Goran Paskaljevic: L’Europa, nuovo miraggio dei migranti


“Sono razzisti con noi gli italiani, guarda come ci trattano, ci hanno messo con i negri”. Sta in questa battuta la chiave di Honeymoons, il nuovo film di Goran Paskaljevic accolto molto bene, stamane, dal pubblico delle Giornate degli Autori, che gli ha tributato un lungo applauso. In scena i percorsi paralleli di due coppie, una serba e una albanese, (interpretate da Nebojsa Milovanovic, Jelena Trkulia, Jozef Shiroka, Mirela Naska) in viaggio verso l’agognata Europa tra mille difficoltà e ostacoli. In primo piano il discorso sull’emigrazione, sui vari nazionalismi e sui pregiudizi che colpiscono non solo chi dovrebbe ospitare ma anche chi parte in cerca di fortuna. Un po’ come Francesca, del rumeno Bobby Paunescu (in Orizzonti), che con questo film ha diverse similitudini. Politico ma anche molto umano, Honeymoons cerca la distensione e l’avvicinamento non solo a livello artistico, ma anche produttivo: è infatti la prima pellicola mai co-prodotta da Serbia e Albania.

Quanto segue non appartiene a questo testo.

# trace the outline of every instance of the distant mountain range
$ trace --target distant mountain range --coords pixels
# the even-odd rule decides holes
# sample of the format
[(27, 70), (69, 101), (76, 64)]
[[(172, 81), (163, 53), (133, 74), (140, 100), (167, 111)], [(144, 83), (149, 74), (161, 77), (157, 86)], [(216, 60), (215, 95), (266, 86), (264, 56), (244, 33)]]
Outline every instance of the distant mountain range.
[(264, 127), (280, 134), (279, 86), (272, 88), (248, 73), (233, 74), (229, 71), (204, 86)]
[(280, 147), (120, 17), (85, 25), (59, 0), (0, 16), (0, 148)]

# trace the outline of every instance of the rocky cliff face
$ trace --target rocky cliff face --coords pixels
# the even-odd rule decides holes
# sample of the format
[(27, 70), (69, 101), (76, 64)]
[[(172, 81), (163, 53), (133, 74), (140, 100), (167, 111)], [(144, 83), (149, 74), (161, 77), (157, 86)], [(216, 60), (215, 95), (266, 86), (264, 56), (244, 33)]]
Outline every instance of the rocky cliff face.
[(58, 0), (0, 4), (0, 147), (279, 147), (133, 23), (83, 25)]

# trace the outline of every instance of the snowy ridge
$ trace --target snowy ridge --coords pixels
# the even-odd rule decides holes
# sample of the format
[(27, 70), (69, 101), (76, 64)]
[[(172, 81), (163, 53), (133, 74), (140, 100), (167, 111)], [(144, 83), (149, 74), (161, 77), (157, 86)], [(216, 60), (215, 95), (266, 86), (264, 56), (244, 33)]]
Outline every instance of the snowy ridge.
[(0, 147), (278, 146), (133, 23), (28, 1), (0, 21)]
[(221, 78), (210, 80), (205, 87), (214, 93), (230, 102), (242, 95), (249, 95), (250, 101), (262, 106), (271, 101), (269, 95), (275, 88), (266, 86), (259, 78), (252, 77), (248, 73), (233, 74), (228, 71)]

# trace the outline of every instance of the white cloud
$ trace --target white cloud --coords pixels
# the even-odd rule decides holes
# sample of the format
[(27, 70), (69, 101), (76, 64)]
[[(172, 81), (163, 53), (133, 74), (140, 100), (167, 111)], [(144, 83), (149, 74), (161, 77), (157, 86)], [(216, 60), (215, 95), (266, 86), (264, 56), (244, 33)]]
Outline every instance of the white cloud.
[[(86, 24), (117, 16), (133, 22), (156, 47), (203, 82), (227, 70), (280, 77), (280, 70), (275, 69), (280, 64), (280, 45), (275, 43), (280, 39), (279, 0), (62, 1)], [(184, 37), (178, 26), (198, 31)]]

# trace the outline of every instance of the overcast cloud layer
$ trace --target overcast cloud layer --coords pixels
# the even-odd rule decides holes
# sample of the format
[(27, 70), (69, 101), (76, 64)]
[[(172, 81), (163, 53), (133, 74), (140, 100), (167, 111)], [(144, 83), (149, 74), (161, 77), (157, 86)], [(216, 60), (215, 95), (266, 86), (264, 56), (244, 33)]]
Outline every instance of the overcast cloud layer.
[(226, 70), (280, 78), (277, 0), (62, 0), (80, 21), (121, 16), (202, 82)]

Le premeva raccontare di nuovo una storia di emigrazione. Perché?
Nel 1995 avevo già fatto un film sull’emigrazione che si chiamava L’America degli altri dunque questo fenomeno, che è di oggi ma anche di ieri, mi ha sempre interessato. Oggi l’Europa è diventata quello che era l’America cinquanta anni fa: un miraggio per le popolazioni più povere o costrette a vivere in zone di guerra. Ci sono masse di persone che spingono per entrare nei paesi più ricchi, i quali però non possono accoglierle tutte. In Europa vogliono risolvere il problema con la forza e l’ostilità, ma gli italiani non devono dimenticare che anche loro sono partiti in cerca di fortuna in America o in altri paesi europei cento anni fa.

Il suo quindi è anche un tentativo di lanciare un messaggio di “distensione”.
Non ci si può proteggere dagli altri con la forza. In Honeymoons mostro la complessità delle cose. A partire non sono solo persone che vogliono rubare o fare i criminali, ma anche i giovani con dei sogni. Io vivo in Francia e ho anche la doppia nazionalità: questo paese ha usato i beni del Maghreb per duecento anni, è arrivata l’ora di pagare il debito. Io però con il mio film non posso risolvere nulla, ma solo sollevare domande e far parlare di questi temi.

Nella ex Jugoslavia i nazionalismi sono ancora un grande problema?
Assolutamente sì, e temo che alcuni partiti nutrano il nazionalismo per garantirsi il potere. E spesso riescono nel loro intento, perché gran parte della popolazione è ignorante e fortemente condizionata dai media, proprio come da voi in Italia. Il problema è che non ci conosciamo anche se viviamo uno accanto all’altro. L’unica soluzione è conoscersi meglio e potremmo farlo anche attraverso il cinema. Quanti film italiani escono in Serbia e viceversa? Molto pochi.

In una scena importante del film la polizia doganale italiana non fa una bella figura.
Ma la polizia italiana è proprio così. Ho assistito a una scena esattamente uguale a quella che ho poi ricreato nel film, dove il poliziotto bloccava pretestuosamente alla frontiera delle persone che avevano tutto perfettamente in regola. In Italia ho visitato anche diversi Centri di Permanenza Temporanea, e vi assicuro che se mostrassi quelli in un film sarebbe molto peggio. Qualcuno mi ha detto che questo film è contro l’Italia e che quindi non ha senso presentarlo proprio a Venezia. Io rispondo che è contro l’Italia del governo di Berlusconi e le sue idee, e non è proprio la stessa cosa, altrimenti sarebbe come dire che chi era contro Milosevic era contro la Serbia. E proprio per questo per me era importantissimo mostrare il film in questo paese, anche se Muller non ha voluto metterlo in concorso perché evidentemente preferisce le pellicole più commerciali.